Les chercheurs de l'Université de Wisconsin ont mené leur étude sur 280 femmes appartenant à une minorité ethnique, appelée Naxi. Ces femmes ont porté un appareil portatif qui échantillonnait l'air qu'elles respiraient durant 24 heures. Dans cette région reculée de la province du Yunnan, en Chine, les Naxi vivent dans des habitations avec une cuisine centrale équipée d'un poêle à bois, explique Jill Baumgartner, auteur de l'étude. "J'ai passé beaucoup de temps à regarder les femmes cuisiner dans ces cuisines non ventilées, et en quelques secondes, mes yeux me brûlaient et j'avais des difficultés à respirer. Les femmes expriment elles-mêmes ces malaises mais considèrent qu'ils font partie des difficultés de la vie rurale », explique Baumgartner.


Baumgartner, aujourd'hui un expert mondial des énergies renouvelables à l'Institut de l'environnement de l'Université du Minnesota. En corrélant le niveau de l'exposition sur 24 heures avec la tension artérielle des participantes, Baumgartner et son équipe concluent à l'association entre des niveaux élevés de pollution de l'air intérieur avec une tension artérielle significativement plus élevée chez les femmes âgées de 50 ans et plus.

Les petites particules de pollution augmentent la tension artérielle sur le court terme, en stimulant le système nerveux à la constriction des vaisseaux sanguins. À long terme, les particules peuvent causer un stress oxydatif, qui augmente également la tension artérielle. D'autres études ont montré que les cuisinnières ou modes de chauffage améliorés ou à base d'énergie plus propres peuvent réduire la pollution de l'air intérieur de 50 à 75%. Dans cette étude, que la réduction du niveau de pollution s'avère également liée à une réduction de la tension artérielle systolique. Des changements qui, à l'échelle de toute une population aurait un impact significatif en Santé publique avec une réduction du risque de maladies cardiovasculaires.

Une réduction qui se traduirait par une diminution des événements cardiovasculaires, de 18% de l'incidence des maladies coronariennes et d'une diminution de 22% des AVC, ici chez les femmes asiatiques âgées de 50 à 59 ans.

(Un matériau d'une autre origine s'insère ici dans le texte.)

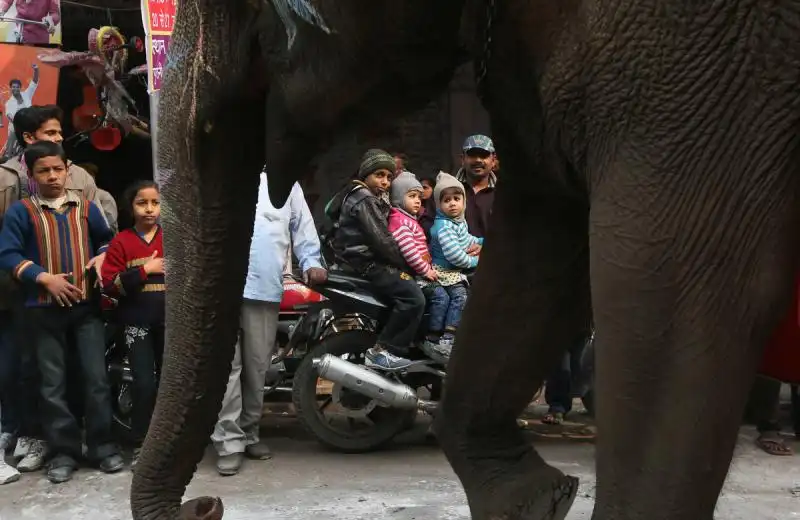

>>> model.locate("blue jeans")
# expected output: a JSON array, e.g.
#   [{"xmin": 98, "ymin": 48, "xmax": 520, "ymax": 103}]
[
  {"xmin": 28, "ymin": 304, "xmax": 118, "ymax": 461},
  {"xmin": 544, "ymin": 338, "xmax": 586, "ymax": 414},
  {"xmin": 0, "ymin": 302, "xmax": 41, "ymax": 437},
  {"xmin": 428, "ymin": 283, "xmax": 469, "ymax": 332}
]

En bref, de nouveaux modes de combustion à énergie plus propres pourraient épargner la vie de plus de 230.000 femmes chinoises chaque année. Parce que les biocombustibles sont également la source principale d'énergie pour plus de 2 milliards de personnes dans le monde, des carburants plus propres pourraient apporter d'importants bénéfices cardiovasculaires dans le monde entier.

Cette étude est la première qui lie l'exposition personnelle à la pollution de l'air intérieur aux changements de tension artérielle. Considérant que quelques milliards de personnes sont exposées, cela représente une découverte extrêmement importante de santé publique.